Number 99, October 14, 1992 by Phillip F. Schewe and Ben Stein
THE PHYSICS NOBEL PRIZE FOR 1992 GOES TO
GEORGES CHARPAK for his numerous contributions to the
instrumentation used in experiments at high-energy accelerators.
Many of the new particles discovered in the past few decades have
used detectors developed or greatly improved by Charpak.
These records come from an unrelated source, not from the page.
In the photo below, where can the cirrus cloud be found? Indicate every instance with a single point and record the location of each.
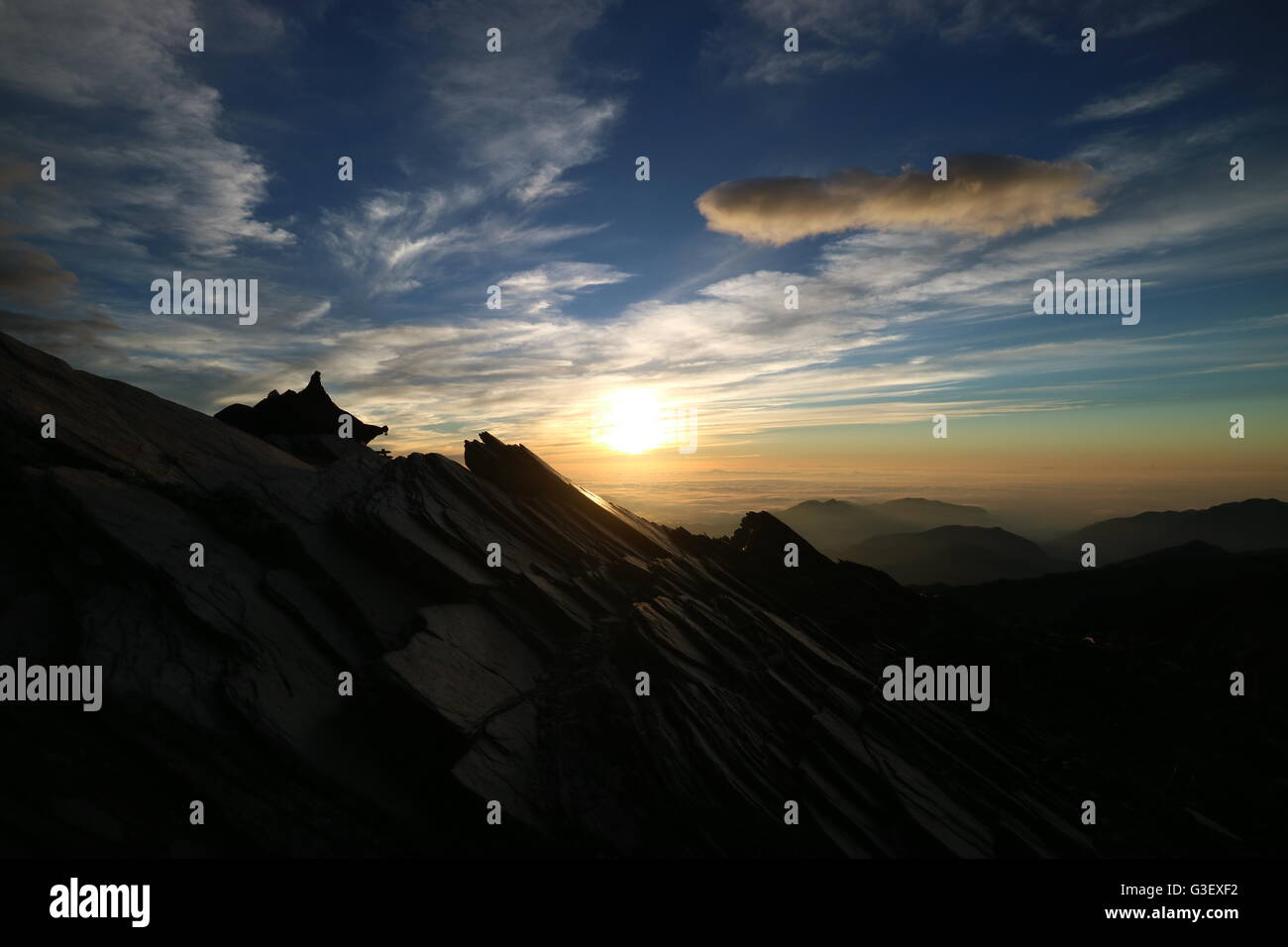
(990, 195)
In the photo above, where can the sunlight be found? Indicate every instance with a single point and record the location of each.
(631, 421)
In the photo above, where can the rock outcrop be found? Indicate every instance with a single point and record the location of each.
(518, 684)
(301, 423)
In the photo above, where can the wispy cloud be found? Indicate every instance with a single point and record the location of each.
(984, 193)
(1177, 84)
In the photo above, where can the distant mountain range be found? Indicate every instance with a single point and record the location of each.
(953, 554)
(927, 543)
(1234, 527)
(836, 526)
(372, 650)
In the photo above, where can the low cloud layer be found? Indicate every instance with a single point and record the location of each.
(990, 195)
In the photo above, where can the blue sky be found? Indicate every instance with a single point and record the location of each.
(518, 169)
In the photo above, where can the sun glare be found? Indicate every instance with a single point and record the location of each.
(631, 421)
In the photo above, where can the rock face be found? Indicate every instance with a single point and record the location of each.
(303, 423)
(1234, 527)
(956, 556)
(516, 684)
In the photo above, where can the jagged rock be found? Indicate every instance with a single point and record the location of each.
(515, 684)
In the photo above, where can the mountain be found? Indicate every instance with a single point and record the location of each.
(303, 423)
(953, 556)
(836, 526)
(1232, 526)
(519, 684)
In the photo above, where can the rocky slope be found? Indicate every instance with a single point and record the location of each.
(513, 684)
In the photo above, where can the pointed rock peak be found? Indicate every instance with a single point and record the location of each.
(764, 535)
(308, 412)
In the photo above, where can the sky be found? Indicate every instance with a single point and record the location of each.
(643, 342)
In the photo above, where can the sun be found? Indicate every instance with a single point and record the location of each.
(631, 421)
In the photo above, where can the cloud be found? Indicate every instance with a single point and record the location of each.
(511, 124)
(842, 35)
(990, 195)
(1146, 97)
(30, 275)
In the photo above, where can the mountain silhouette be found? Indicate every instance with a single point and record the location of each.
(304, 423)
(954, 556)
(837, 526)
(1232, 526)
(520, 681)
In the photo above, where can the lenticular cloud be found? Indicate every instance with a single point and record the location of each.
(990, 195)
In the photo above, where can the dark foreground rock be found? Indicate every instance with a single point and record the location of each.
(518, 684)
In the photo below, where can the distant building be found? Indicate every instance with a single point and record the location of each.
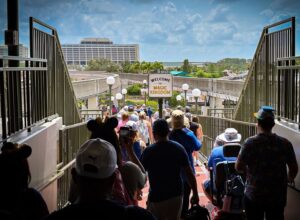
(99, 48)
(23, 51)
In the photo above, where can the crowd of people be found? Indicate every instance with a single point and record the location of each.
(135, 146)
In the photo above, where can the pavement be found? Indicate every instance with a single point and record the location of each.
(201, 175)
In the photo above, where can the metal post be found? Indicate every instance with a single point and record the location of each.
(267, 83)
(110, 102)
(14, 112)
(196, 100)
(160, 107)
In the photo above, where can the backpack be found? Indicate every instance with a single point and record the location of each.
(234, 193)
(143, 130)
(197, 212)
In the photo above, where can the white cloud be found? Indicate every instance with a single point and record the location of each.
(267, 12)
(169, 8)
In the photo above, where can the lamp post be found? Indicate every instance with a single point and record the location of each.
(196, 94)
(145, 82)
(119, 96)
(185, 88)
(124, 92)
(178, 98)
(110, 81)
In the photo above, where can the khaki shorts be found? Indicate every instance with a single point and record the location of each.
(166, 210)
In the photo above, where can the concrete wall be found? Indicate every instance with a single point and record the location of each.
(88, 88)
(44, 141)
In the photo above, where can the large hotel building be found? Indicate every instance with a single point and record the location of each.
(99, 48)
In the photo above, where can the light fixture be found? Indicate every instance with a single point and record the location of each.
(110, 80)
(178, 98)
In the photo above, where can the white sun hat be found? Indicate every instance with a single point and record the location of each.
(230, 135)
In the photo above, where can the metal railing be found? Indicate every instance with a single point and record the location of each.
(263, 84)
(70, 139)
(212, 127)
(23, 93)
(220, 112)
(61, 97)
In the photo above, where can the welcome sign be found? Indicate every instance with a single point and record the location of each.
(160, 85)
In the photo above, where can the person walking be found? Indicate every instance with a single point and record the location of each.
(94, 175)
(189, 141)
(164, 160)
(264, 158)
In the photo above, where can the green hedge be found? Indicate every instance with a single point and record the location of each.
(153, 104)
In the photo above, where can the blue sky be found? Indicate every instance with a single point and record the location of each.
(199, 30)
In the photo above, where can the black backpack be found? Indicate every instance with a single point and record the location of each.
(197, 212)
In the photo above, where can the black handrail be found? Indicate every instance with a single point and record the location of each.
(32, 87)
(262, 86)
(62, 98)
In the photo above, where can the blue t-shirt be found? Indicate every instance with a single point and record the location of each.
(163, 161)
(188, 140)
(218, 156)
(136, 148)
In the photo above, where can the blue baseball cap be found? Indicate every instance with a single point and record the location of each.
(265, 112)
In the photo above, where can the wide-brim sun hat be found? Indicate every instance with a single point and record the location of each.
(265, 112)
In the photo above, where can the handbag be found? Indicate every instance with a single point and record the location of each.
(197, 212)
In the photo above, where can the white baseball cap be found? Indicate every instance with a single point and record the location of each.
(96, 159)
(132, 125)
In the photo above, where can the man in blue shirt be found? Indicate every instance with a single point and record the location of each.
(230, 135)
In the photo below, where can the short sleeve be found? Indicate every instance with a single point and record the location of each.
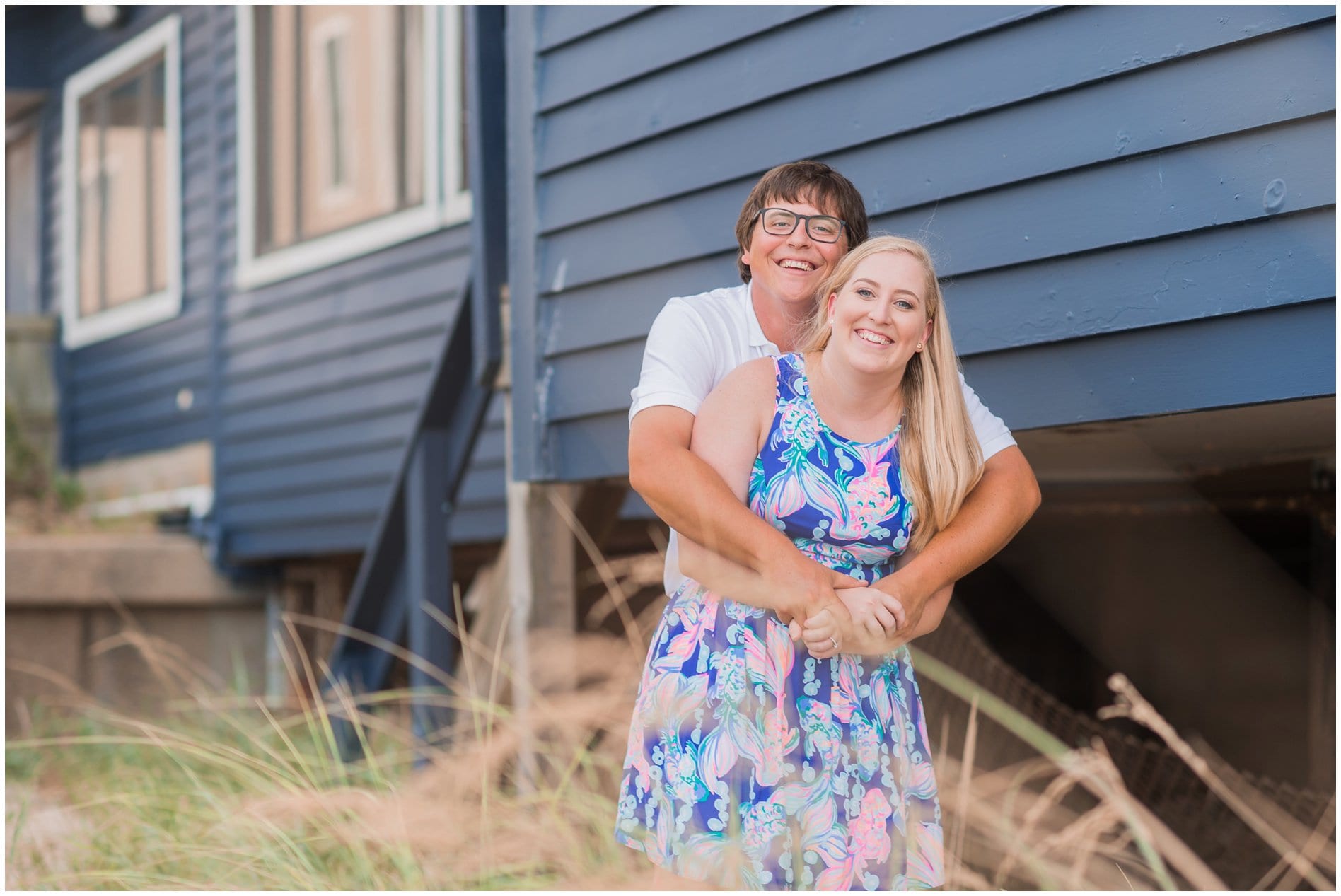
(678, 363)
(992, 431)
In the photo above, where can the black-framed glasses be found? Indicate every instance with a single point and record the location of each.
(823, 228)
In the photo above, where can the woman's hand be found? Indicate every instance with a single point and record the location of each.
(875, 612)
(875, 617)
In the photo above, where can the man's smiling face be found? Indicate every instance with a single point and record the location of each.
(786, 272)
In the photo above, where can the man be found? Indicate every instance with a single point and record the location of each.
(697, 339)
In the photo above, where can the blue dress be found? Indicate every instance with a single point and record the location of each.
(753, 765)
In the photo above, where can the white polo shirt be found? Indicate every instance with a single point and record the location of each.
(697, 339)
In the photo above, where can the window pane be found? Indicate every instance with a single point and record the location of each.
(90, 184)
(121, 184)
(277, 132)
(412, 105)
(21, 218)
(125, 168)
(156, 121)
(339, 133)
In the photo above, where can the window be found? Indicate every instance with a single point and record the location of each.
(344, 144)
(22, 218)
(121, 211)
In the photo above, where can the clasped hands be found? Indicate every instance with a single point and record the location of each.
(872, 617)
(863, 619)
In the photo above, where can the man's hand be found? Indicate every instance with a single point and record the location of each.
(808, 586)
(875, 620)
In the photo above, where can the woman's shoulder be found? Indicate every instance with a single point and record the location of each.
(753, 383)
(754, 377)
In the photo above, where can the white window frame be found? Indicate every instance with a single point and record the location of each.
(443, 206)
(78, 330)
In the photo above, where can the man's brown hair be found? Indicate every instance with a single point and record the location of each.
(805, 182)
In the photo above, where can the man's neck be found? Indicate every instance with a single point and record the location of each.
(775, 320)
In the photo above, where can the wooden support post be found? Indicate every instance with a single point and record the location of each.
(542, 597)
(428, 568)
(1323, 619)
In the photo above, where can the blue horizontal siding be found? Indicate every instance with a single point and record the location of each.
(1187, 188)
(1083, 175)
(564, 23)
(323, 376)
(646, 43)
(1084, 47)
(1275, 354)
(748, 74)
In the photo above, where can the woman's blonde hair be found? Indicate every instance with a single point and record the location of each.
(939, 454)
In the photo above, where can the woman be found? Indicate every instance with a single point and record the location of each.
(755, 762)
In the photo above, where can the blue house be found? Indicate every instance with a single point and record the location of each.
(278, 240)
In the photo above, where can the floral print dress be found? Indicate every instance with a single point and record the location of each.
(753, 765)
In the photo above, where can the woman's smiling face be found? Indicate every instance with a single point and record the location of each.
(880, 317)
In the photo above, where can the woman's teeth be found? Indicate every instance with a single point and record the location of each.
(875, 338)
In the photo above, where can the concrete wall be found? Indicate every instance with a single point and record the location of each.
(124, 620)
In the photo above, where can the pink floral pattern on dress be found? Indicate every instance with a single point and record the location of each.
(750, 764)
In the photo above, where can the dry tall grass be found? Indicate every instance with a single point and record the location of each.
(233, 793)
In
particular, his development of the multiwire proportional chamber
in the 1960's allowed the trajectories of particles issuing from high-
energy collisions to be tracked with a spatial precision of less than
1 mm. (The measured coordinates along the trajectory of a charge
particle passing through a magnetic field can be used to compute
the particle's momentum.) Furthermore, the rate at which the
chamber could make a measurement, recover, and then be able to
make a new measurement grew to be many thousands per second.
These characteristics of Charpak's detector---high spatial resolution
and high repetition rate---were particularly important in the study
of rare interactions or the creation of short-lived exotic particles
which often necessitate the use of intense beams and the sampling
of a large number of events in a short period of time. (For a
typical account, see the article about the discovery of the Z
particle in the March 1982 issue of Scientific American.) Indeed,
Charpak's work helped pave the way for a greater integration of
computers into the data-acquisition process. At accelerators where
millions of high-energy collisions per second can occur and where
colossal amounts of data must be processed quickly, computers are
essential. It is estimated, for example, that at the Superconducting
Super Collider some 40 trillion bytes of information per second
will flow out of detectors monitoring the proton-proton
interactions taking place. (Computers in Physics, Sep/Oct 1992.)
Charpak, a Fench citizen, has spent much of his career at the
CERN lab in Geneva. He was born in 1924 in Poland and
received a PhD in 1955 from the Collge de France in Paris.